OUTPUT OF THE EXAMPLE ABOVE
Fri Oct 25 20:34:58 2013
Sat Oct 26 22:34:51 2013
Tue Apr 15 14:34:51 2014
Sat May 30 17:06:30 2009
Fri Mar 31 18:51:55 2000
Tue Oct 12 18:51:53 1999
Building on dbush' excellent analysis, there still one issue regarding the days.
This can be explained by the format, instead of counting days since epoch counts years since epoch and day of year, but ignoring leap years and using a fixed 366 day year. This sets the epoch to 31 December 1993.
So from the days_since_epoch part in dbush' answer, calculate years_since_epoch = days_since_epoch / 366 and day_of_year = days_since_epoch % 366. Set the epoch at 1993-12-31, and add the lapsed time since epoch (taking leap days into account), and you'll get the correct dates from the timestamp.
The last two timestamps you added doesn't fit dbush' analysis and so seem follow a different format. Note that the bit that dbush assumed was a DST indicator is no longer set - it actually appears to be a date scheme selector rather than DST indicator.

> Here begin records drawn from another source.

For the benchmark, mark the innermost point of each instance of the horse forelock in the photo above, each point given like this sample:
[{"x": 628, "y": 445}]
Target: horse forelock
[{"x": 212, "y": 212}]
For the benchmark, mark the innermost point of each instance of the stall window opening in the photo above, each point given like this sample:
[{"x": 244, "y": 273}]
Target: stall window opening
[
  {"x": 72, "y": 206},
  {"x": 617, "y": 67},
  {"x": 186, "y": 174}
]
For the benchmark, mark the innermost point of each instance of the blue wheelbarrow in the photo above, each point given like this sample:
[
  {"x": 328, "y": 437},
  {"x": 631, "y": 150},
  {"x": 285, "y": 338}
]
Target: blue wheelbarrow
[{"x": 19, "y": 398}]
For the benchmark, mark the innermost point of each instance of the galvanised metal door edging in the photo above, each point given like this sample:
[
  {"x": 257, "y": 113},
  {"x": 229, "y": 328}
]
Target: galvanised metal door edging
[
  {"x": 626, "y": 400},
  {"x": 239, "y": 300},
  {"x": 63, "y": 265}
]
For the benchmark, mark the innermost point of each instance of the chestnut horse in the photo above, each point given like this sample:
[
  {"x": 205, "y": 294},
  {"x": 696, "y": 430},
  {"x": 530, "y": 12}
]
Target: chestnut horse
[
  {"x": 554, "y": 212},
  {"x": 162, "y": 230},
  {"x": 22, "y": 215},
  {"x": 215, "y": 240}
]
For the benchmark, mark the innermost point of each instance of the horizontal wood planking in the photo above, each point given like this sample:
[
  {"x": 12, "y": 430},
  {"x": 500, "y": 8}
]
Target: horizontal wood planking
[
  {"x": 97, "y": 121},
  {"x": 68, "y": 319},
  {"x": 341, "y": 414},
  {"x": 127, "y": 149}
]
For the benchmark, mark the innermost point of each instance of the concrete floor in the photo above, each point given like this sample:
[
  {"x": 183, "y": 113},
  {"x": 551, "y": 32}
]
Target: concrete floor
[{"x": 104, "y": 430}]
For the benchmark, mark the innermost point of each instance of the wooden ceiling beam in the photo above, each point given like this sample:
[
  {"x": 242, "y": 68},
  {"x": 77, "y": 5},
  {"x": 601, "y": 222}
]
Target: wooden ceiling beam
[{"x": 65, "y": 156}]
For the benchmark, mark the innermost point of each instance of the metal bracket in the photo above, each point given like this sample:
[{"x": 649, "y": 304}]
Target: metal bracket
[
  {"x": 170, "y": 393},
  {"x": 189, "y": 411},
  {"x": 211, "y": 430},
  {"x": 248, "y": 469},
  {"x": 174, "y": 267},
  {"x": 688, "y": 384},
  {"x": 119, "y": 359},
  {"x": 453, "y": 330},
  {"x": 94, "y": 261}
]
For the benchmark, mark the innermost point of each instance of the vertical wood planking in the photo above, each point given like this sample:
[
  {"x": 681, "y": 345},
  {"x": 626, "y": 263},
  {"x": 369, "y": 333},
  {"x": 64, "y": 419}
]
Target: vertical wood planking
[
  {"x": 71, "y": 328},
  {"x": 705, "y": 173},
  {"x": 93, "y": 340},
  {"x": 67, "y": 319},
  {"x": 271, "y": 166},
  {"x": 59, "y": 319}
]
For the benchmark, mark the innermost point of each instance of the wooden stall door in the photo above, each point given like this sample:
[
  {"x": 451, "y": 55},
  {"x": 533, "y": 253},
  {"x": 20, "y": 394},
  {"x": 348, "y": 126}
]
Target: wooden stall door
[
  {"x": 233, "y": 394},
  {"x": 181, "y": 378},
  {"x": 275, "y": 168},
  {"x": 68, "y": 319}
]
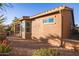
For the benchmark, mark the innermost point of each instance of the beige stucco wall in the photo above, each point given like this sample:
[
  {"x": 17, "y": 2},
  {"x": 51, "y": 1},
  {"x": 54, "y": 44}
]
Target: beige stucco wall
[
  {"x": 66, "y": 23},
  {"x": 41, "y": 30}
]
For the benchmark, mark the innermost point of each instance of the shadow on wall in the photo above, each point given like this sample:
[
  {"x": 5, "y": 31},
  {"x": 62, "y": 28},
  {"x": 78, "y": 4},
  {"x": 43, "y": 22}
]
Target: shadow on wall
[{"x": 42, "y": 39}]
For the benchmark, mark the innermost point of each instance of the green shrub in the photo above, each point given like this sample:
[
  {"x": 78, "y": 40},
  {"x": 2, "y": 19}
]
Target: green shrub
[
  {"x": 45, "y": 52},
  {"x": 4, "y": 49},
  {"x": 2, "y": 37}
]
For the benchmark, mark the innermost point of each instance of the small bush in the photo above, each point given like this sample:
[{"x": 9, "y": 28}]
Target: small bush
[
  {"x": 46, "y": 52},
  {"x": 2, "y": 37},
  {"x": 4, "y": 49}
]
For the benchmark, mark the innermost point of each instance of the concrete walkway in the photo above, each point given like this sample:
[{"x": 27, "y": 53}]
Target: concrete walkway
[
  {"x": 22, "y": 47},
  {"x": 25, "y": 47}
]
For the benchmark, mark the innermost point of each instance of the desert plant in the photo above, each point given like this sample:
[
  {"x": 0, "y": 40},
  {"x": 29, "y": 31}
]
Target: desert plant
[
  {"x": 4, "y": 49},
  {"x": 2, "y": 37},
  {"x": 45, "y": 52}
]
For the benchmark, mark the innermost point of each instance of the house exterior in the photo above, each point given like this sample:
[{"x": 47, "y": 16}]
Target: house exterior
[{"x": 57, "y": 22}]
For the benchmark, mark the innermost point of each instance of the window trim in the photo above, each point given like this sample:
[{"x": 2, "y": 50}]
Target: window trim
[{"x": 54, "y": 21}]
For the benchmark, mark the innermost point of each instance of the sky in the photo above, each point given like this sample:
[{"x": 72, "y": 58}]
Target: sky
[{"x": 29, "y": 9}]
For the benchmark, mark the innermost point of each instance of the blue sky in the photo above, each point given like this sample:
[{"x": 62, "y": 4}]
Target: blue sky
[{"x": 30, "y": 9}]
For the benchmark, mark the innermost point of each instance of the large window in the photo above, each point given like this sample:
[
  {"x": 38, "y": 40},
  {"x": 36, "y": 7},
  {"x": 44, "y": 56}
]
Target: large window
[{"x": 49, "y": 20}]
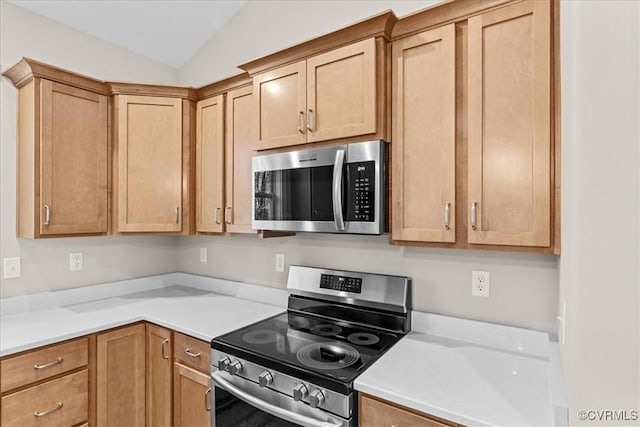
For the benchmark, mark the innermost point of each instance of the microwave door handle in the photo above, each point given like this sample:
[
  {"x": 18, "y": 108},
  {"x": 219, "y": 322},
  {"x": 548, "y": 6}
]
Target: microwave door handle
[
  {"x": 267, "y": 407},
  {"x": 338, "y": 165}
]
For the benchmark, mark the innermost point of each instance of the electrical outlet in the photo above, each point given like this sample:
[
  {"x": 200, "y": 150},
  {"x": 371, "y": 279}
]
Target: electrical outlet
[
  {"x": 75, "y": 261},
  {"x": 480, "y": 283},
  {"x": 11, "y": 268}
]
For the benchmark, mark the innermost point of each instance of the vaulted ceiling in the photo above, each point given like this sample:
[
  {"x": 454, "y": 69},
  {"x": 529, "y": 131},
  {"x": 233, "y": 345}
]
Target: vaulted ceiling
[{"x": 169, "y": 31}]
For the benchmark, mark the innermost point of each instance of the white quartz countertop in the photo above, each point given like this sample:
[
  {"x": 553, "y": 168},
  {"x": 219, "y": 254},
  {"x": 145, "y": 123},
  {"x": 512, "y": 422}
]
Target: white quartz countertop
[
  {"x": 201, "y": 313},
  {"x": 471, "y": 373},
  {"x": 468, "y": 372}
]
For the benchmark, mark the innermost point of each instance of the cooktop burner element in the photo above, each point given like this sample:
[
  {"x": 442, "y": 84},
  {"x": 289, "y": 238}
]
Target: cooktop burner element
[
  {"x": 294, "y": 322},
  {"x": 260, "y": 336},
  {"x": 326, "y": 330},
  {"x": 328, "y": 355},
  {"x": 363, "y": 338}
]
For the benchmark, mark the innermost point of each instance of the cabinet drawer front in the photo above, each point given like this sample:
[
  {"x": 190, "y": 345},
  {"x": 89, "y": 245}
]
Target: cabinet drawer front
[
  {"x": 41, "y": 364},
  {"x": 377, "y": 413},
  {"x": 61, "y": 402},
  {"x": 192, "y": 352}
]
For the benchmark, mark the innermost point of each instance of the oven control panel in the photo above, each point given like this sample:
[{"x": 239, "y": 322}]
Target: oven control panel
[{"x": 341, "y": 283}]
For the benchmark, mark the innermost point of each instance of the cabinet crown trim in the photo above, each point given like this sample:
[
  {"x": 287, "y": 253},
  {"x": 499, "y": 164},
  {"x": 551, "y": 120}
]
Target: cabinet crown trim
[
  {"x": 379, "y": 25},
  {"x": 225, "y": 85},
  {"x": 442, "y": 13},
  {"x": 27, "y": 69},
  {"x": 170, "y": 91}
]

The date part of the last two examples is simpler - it's simply days since epoch (but a different epoch - 3 January 1986).
Edit: following discussion in chat, I'm updating my code samples.
Because my implementation - and some of the results differ from dbush' implementation and results, I'm adding an explanation as well.
If the format is based on 4 hex bytes AA BB CC DD, we treat this as a big-endian 32-bit number (AA msb = bit 31, DD lsb = bit 0), the hex timestamp is decoded as follows:
bits 0-14: number of seconds into a 8-hour window
bit 15: date scheme/epoch selector (see below)
bits 31-16 mod 3: the 8-hour window of the day.
bits 31-16 div 3: an indication of days since epoch (let's call it day_count)
day_count is not the actual number of days as both schemes treats every year as having a fixed number of days. It also includes the current (partial) day, so we should remove the partial day by subtracting one from day_count. This also means that a zero day_count is probably invalid (This has been confirmed for one of the two schemes 00000000 and 00030000 yield the same date - if 00008000 and 00038000 yield the same value it also holds for the other scheme)
For each scheme, there are only two parameters that differ between the schemes, epoch and days_per_year. Given these parameters, the calculation is the same - work out the following:
years_since_epoch = day_count / days_per_year
days_since_new_year = day_count % days_per_year // whole days
Then calculate the actual number of days since epoch as days_since_new_year plus the number of days in each year since epoch, taking leap days into account.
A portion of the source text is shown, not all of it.